Although the physical therapy sessions might not have been “doing anything” for him, he was pretty tired when the therapist left. She wasn’t out of the door for more than five minutes and he was sound asleep. I wondered if we could schedule her visits for midnight. Dad woke up from his nap shortly before the nurse arrived at 4:15 P.M. She thought that Dad was progressing pretty well, but that he should see a wound care specialist—something else to add to my to-do list.
After dinner, it was time for Amanda’s most critical test: could she, would she play Oh Hell with the family? At first, she said that she would spend the evening in her room, but Dad persisted, and after a few minutes of orientation, the game was on. I don’t recall who won, but the four of us shared an enjoyable evening.

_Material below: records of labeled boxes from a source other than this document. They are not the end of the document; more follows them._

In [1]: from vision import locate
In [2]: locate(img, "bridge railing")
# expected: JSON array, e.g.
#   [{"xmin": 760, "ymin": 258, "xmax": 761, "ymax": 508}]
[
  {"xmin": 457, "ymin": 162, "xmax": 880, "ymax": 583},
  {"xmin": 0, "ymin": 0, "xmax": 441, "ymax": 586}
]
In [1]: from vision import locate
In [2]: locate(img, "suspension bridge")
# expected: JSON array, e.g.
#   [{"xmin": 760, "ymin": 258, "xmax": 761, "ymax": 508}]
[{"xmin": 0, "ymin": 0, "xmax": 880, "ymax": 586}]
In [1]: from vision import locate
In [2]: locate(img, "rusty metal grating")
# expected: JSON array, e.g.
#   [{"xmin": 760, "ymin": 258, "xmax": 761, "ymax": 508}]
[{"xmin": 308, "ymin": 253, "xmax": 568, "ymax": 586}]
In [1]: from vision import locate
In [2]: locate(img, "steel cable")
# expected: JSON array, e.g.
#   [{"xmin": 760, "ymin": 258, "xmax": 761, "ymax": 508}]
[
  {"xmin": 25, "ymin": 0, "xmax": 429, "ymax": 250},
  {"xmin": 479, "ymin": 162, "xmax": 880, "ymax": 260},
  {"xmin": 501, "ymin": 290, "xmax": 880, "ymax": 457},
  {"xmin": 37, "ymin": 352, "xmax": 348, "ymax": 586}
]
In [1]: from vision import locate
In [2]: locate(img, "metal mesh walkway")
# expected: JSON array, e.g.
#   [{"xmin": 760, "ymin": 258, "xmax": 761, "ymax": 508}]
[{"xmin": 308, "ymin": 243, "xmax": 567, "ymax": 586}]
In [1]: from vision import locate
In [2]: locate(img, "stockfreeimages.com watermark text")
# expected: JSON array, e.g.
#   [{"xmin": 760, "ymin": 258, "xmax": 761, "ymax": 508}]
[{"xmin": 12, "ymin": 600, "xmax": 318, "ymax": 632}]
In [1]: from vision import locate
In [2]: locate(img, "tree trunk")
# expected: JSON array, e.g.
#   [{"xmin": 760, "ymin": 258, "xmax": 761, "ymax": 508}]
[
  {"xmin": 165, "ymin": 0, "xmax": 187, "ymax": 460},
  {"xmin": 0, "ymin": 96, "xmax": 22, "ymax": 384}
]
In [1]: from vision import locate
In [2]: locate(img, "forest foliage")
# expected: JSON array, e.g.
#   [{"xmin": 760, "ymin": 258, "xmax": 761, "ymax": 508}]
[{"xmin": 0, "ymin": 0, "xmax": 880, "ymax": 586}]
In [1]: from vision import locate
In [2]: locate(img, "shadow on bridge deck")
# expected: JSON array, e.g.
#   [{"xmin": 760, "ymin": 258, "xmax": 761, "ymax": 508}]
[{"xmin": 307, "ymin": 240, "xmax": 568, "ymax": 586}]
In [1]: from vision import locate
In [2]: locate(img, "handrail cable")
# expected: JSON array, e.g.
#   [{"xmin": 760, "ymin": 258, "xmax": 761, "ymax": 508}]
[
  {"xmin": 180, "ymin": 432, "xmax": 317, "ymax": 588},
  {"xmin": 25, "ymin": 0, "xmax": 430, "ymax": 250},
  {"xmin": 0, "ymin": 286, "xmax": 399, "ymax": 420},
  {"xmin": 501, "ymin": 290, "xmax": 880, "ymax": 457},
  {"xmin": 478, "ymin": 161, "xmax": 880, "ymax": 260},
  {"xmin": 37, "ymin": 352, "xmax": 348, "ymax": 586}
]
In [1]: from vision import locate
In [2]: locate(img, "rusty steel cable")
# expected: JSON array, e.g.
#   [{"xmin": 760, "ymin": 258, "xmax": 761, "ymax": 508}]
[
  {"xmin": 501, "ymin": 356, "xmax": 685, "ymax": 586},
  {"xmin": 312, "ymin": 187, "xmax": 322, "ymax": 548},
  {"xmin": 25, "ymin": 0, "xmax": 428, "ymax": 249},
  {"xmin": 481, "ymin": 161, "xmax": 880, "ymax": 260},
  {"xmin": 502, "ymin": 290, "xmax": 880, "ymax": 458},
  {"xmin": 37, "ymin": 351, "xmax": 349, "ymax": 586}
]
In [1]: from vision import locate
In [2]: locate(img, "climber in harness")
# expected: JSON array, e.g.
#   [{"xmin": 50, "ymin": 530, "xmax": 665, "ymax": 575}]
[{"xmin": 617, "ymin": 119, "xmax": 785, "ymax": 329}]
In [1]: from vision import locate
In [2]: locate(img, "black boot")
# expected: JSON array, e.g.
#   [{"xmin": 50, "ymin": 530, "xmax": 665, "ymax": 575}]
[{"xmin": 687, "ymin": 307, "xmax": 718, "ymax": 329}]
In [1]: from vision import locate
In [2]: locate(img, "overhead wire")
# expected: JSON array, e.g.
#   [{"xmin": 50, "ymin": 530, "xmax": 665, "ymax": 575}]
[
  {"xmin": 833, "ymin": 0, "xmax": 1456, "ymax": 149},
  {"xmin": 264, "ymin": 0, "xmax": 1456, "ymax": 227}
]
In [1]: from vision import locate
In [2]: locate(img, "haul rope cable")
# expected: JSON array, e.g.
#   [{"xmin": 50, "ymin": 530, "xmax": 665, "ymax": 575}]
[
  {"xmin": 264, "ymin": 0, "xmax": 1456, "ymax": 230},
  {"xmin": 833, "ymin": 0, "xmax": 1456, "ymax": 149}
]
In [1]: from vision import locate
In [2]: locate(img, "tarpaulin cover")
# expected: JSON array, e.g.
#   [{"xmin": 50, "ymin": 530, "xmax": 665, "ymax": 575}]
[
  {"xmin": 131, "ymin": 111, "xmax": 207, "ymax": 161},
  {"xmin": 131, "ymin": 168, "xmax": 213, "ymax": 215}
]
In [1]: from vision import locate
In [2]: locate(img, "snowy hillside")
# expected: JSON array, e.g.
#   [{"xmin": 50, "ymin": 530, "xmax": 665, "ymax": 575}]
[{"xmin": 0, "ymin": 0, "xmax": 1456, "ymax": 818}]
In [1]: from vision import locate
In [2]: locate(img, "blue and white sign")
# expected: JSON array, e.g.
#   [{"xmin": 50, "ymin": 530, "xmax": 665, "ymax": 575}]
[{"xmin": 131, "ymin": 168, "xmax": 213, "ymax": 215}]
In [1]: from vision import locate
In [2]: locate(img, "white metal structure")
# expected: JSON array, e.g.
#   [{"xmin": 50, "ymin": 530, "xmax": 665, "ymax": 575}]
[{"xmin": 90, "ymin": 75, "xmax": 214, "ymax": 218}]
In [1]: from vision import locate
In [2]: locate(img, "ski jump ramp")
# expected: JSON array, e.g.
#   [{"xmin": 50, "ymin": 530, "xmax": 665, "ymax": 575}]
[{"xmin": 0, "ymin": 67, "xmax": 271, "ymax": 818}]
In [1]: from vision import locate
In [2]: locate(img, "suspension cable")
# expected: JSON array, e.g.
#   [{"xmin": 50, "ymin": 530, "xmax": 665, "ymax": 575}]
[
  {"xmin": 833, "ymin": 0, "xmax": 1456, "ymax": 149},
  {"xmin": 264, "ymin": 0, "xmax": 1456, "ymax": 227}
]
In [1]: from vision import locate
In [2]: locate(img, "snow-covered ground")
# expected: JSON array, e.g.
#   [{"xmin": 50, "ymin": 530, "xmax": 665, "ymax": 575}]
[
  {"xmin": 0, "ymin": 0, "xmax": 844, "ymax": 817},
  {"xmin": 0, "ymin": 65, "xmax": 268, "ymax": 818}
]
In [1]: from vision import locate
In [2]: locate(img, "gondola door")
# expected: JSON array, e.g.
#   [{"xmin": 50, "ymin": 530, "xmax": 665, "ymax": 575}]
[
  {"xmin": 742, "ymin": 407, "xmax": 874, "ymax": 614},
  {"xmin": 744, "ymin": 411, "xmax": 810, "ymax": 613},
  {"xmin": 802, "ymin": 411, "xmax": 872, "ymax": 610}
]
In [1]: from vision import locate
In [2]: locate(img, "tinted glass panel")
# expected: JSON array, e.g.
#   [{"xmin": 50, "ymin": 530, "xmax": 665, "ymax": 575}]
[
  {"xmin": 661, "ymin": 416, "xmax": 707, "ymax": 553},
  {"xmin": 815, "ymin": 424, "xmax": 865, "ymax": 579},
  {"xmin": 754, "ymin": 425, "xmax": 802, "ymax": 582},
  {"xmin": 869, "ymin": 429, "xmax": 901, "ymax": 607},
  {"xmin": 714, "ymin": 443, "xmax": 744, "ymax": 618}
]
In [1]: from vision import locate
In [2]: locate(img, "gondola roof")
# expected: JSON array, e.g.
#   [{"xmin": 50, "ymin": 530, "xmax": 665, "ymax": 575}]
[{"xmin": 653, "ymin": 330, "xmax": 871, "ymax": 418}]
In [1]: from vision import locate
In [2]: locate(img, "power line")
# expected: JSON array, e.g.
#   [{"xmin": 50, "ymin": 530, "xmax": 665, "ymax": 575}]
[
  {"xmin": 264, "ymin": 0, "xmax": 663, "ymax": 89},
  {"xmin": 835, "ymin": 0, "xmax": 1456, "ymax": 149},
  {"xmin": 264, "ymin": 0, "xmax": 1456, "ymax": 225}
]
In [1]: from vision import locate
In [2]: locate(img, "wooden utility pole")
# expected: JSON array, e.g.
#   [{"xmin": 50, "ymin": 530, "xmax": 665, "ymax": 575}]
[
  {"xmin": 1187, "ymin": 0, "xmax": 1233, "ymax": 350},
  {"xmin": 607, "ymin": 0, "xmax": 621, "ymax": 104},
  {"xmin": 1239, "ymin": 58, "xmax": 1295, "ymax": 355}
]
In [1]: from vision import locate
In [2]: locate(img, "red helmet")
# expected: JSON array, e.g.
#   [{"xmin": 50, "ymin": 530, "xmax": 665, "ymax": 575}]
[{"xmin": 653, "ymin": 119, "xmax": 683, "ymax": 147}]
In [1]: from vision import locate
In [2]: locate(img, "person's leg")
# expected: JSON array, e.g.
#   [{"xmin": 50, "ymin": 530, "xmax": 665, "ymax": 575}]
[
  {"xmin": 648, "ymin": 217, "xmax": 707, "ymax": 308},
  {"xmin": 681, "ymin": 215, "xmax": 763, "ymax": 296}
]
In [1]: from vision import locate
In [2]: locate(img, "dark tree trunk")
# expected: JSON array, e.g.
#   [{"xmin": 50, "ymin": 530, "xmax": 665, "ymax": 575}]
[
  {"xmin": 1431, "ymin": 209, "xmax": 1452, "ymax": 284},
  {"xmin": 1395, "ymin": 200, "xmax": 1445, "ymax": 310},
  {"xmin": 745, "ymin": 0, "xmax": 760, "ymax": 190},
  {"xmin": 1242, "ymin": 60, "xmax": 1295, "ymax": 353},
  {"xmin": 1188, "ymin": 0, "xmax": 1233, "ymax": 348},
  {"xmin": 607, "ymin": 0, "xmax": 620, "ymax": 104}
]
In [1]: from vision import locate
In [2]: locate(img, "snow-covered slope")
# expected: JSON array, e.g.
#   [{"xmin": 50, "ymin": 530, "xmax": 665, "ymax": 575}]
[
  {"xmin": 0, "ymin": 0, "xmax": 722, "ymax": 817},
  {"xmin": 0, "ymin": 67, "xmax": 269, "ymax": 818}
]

What was interesting to me was the different relationships that Dad quickly developed with the two aides. Gale, who was in her 40s, was like a pal, and she was a big tease who could dish it out and take it as much as Dad. On the other hand, Dad seemed to take a real interest in Amanda’s future. She was very young, and Dad asked her about her experience and her plans and encouraged her to aim higher. I recall hearing him encourage her to go to nursing school.
In addition to our nighttime routine of trach care and meds, we had another routine of sorts: Dads attempts to get out of bed. On a good night, like tonight, he tried to get out of bed only once. Unlike the nurses at the CCH, we didn’t have the fancy bed alarm but had to rely on squeaky springs to wake us. I had to find a better alarm.